The first time I heard the words “abstract expressionism” I was in New York, trying to grab another day of leave before the army shipped me overseas. At that time in 1952, while browsing through Greenwich Village, I came upon The Cedar Tavern. “That’s where the abstract expressionists raise hell,” a sophomore girl from Barnard told me. “If you’re interested in art, that’s where the action is.”
Well, my interest was piqued, but time rushed in and stole me away from that small bar, cramped with the likes of Jackson Pollock, Willem deKooning, and Franz Kline.

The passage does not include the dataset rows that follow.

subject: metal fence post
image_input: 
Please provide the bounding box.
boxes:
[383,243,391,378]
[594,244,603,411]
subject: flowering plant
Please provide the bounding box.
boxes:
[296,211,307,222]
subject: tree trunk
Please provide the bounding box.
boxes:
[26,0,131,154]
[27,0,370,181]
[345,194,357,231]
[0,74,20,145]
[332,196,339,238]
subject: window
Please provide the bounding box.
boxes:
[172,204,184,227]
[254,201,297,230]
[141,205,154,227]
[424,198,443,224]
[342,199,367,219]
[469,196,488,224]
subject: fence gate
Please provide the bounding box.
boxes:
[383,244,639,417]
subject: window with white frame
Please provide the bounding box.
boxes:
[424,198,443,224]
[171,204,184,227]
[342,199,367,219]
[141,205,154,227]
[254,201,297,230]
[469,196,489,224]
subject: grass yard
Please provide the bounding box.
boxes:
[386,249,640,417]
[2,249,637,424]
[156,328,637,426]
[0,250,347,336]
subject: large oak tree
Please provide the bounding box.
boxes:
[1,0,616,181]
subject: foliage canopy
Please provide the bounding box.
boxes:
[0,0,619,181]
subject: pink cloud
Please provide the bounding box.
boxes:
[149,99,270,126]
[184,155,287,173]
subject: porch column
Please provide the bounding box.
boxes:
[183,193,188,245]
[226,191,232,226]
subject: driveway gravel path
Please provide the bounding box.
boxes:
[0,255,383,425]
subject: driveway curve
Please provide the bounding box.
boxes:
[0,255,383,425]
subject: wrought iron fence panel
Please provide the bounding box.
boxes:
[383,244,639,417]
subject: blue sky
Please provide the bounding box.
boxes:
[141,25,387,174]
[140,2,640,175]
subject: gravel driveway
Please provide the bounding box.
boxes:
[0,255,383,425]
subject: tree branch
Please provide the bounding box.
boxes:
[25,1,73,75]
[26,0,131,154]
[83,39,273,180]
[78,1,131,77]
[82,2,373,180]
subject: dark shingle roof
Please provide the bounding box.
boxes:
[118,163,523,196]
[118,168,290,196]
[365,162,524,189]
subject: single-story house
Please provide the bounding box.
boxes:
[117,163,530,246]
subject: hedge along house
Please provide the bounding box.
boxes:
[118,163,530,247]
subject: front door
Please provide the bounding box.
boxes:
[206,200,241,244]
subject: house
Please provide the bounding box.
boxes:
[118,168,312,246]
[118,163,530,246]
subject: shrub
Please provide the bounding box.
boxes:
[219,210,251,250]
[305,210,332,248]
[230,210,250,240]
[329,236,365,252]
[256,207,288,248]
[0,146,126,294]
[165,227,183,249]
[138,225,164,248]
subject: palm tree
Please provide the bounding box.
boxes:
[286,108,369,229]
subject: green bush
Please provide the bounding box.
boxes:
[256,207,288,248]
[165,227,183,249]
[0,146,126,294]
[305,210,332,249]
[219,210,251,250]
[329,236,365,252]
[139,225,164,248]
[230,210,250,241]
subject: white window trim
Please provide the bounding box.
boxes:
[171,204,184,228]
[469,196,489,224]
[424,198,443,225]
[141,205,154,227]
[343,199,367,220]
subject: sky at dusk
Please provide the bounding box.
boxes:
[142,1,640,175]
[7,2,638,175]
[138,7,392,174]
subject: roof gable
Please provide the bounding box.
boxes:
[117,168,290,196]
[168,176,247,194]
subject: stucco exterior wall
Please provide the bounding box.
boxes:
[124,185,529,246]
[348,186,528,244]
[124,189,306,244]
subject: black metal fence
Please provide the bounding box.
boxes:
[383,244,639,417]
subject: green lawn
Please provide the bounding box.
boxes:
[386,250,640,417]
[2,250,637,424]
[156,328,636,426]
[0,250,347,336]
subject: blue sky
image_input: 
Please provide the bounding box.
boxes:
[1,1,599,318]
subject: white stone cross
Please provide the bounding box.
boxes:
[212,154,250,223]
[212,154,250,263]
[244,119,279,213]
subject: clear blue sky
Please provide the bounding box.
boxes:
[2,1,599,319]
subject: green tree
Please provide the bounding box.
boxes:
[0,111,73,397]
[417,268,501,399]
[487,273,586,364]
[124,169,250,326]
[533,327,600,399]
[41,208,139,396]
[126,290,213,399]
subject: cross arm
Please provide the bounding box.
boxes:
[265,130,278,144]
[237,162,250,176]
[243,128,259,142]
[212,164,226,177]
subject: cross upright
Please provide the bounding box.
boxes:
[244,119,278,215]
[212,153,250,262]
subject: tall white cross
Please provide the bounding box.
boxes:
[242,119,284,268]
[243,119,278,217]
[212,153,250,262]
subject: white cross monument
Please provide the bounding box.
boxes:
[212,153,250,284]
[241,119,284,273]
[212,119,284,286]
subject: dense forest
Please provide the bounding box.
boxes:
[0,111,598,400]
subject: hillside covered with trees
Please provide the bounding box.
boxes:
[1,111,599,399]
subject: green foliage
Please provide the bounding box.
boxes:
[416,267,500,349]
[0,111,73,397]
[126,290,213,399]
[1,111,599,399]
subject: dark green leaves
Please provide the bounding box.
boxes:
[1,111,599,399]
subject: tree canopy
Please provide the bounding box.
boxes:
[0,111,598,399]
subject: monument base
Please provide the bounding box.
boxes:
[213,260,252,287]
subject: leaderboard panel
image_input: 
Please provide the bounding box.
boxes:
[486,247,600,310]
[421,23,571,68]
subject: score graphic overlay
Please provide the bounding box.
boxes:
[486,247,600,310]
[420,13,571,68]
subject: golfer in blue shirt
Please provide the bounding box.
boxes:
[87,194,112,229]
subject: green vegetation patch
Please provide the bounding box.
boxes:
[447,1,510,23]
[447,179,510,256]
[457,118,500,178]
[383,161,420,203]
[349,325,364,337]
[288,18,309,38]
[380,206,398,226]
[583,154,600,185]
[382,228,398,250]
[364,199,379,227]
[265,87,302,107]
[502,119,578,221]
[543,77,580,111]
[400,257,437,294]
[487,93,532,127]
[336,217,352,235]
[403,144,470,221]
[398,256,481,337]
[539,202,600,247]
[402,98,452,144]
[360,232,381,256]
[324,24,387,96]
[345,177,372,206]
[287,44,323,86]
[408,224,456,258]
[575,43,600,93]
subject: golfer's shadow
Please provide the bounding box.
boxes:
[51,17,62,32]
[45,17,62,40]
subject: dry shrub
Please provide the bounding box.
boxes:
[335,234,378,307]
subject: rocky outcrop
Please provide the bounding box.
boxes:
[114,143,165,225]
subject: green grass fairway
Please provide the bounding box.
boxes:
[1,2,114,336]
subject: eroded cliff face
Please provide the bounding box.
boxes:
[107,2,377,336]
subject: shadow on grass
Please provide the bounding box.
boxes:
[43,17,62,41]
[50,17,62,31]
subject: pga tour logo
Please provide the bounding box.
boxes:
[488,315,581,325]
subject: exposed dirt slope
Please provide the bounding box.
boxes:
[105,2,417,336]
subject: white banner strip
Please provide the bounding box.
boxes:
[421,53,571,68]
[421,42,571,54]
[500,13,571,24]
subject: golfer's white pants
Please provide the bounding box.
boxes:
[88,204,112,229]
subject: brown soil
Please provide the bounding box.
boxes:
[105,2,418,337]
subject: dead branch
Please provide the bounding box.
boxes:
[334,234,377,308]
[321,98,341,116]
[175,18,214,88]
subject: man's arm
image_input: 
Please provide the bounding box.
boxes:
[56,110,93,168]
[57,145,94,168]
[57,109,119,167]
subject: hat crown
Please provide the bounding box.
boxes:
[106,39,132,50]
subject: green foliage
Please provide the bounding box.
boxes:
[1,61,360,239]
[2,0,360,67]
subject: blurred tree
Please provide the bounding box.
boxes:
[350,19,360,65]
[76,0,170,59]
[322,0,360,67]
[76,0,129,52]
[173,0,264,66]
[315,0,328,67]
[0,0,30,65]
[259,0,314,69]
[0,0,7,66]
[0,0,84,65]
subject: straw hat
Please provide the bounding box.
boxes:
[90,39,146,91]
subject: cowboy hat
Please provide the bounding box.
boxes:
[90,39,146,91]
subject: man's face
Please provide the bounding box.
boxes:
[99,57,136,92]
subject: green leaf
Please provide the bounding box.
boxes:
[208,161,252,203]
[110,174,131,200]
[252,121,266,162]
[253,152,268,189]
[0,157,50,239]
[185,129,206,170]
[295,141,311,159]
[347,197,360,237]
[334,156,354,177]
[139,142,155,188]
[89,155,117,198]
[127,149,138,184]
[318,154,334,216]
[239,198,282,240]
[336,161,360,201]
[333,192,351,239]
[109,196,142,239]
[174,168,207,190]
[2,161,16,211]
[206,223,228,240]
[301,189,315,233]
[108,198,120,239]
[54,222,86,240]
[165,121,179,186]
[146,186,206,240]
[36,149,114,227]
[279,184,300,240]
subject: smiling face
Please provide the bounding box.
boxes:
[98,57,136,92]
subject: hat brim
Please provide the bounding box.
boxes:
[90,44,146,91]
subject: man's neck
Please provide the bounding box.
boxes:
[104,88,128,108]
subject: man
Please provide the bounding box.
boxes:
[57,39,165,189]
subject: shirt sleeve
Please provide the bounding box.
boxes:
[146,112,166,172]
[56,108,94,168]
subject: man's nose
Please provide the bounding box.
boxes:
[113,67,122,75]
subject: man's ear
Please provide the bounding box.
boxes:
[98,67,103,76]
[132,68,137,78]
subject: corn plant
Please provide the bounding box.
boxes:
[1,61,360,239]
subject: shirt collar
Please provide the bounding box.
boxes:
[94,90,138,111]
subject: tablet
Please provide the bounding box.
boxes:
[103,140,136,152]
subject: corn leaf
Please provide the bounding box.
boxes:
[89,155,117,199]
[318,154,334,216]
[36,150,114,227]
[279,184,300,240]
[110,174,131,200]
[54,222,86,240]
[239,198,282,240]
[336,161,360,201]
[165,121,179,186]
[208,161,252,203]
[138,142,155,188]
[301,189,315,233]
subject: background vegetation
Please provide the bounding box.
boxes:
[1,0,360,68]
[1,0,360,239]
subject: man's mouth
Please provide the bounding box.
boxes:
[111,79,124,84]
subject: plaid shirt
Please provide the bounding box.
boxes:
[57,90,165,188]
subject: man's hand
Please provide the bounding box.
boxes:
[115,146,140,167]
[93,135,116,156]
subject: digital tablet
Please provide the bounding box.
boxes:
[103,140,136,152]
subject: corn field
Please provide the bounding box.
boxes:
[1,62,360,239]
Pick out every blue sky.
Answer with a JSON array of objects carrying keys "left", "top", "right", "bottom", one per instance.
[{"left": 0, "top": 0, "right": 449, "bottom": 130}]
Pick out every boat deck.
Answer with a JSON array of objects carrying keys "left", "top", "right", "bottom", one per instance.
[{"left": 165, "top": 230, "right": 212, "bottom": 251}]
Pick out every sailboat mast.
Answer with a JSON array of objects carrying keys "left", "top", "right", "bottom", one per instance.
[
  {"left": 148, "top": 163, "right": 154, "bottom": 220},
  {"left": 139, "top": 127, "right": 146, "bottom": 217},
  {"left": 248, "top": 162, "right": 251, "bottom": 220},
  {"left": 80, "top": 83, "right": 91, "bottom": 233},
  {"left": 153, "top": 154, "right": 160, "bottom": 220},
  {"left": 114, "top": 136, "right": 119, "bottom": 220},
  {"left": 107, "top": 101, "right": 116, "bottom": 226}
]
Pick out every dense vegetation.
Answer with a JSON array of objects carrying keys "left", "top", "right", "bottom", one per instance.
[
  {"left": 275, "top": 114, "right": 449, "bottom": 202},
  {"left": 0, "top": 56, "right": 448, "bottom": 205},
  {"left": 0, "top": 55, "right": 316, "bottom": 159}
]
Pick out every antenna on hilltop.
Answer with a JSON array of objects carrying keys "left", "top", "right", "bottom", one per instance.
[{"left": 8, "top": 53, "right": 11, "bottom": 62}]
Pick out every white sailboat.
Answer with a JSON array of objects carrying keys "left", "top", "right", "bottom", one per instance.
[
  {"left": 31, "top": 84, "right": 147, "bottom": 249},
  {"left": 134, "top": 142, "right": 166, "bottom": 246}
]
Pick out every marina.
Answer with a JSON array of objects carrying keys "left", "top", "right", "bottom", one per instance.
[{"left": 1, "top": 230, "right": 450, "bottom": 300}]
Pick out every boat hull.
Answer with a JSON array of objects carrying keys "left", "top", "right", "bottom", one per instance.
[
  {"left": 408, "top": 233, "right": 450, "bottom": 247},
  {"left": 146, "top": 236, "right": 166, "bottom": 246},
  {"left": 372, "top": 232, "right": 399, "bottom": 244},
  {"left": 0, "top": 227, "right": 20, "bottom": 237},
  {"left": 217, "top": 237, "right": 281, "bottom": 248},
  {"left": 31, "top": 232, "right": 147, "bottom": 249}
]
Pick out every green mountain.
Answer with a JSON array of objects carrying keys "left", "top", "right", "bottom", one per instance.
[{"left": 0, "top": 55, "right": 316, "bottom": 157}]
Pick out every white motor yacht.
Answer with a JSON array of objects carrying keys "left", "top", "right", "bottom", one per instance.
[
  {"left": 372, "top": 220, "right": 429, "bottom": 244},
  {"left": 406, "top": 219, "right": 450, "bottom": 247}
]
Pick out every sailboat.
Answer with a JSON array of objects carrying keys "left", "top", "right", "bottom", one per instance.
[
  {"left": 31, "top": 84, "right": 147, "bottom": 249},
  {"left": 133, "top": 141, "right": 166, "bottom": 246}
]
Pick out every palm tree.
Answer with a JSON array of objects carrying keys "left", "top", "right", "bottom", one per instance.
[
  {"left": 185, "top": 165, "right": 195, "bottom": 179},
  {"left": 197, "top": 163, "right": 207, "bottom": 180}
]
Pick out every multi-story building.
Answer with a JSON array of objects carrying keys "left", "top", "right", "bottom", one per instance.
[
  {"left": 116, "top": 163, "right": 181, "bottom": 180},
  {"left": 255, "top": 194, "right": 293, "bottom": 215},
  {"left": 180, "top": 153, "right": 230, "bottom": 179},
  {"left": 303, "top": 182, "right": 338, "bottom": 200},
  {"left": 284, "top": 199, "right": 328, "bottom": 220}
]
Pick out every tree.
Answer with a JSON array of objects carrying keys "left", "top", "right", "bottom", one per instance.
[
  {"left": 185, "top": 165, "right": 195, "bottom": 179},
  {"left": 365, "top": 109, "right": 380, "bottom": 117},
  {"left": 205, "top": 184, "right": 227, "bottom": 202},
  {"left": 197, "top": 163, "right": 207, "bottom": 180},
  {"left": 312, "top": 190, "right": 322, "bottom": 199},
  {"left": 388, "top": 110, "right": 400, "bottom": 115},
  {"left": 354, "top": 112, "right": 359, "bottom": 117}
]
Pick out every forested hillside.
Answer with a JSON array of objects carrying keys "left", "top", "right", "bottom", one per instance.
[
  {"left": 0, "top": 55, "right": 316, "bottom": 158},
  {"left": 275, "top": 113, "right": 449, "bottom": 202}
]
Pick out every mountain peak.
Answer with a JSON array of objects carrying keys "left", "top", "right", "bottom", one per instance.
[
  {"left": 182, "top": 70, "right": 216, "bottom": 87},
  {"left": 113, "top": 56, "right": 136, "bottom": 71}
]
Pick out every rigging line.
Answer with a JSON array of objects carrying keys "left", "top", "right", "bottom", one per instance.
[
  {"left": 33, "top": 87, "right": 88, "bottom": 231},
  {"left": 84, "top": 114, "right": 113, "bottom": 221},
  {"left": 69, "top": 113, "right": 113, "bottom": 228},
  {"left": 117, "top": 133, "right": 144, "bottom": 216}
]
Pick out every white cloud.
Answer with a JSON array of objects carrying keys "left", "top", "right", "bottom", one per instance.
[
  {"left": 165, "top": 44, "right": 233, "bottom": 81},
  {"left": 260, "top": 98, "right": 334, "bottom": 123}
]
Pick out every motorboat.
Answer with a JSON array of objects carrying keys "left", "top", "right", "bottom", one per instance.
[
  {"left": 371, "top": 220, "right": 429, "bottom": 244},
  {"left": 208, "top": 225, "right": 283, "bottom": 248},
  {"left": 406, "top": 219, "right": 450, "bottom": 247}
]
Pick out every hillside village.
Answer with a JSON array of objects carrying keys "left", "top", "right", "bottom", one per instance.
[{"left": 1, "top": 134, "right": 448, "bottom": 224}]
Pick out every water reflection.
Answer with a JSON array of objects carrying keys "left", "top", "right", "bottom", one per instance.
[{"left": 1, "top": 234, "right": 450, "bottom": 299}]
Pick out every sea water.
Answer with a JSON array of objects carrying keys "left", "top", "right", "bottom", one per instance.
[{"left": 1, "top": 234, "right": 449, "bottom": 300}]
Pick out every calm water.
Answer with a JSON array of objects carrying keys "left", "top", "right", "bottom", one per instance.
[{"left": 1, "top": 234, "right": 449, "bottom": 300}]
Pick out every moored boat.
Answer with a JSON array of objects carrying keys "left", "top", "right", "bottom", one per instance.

It wasn’t until I returned from a tour of duty that included 18 months serving in Korea, that I began to worship the aforementioned artists. Seemed I had brought two visions back with me to the US: Zen calligraphy, brushed with black Sumi ink on rice paper, and the haunting image, indelible in my mind, of an atomic cloud over the devastated city of Hiroshima, Japan. My god. Could this 16-odd number of painters, most of them sons of European immigrants have formed a cauldron influenced by similar visual impressions? Their large canvases bearing the storm of a kind of strange desperation grabbed me by the throat. Different from any paintings I’d seen before, they conveyed both violence and its antithesis, joy, as if that particular combination could carry an artist straight into his dreams.
And there was something else about this new wave of painting called the New York School. It was strictly American. Like jazz, it erupted from the city sidewalks of this country like an astral fist to the face of what had always belonged to an older, more foreign world.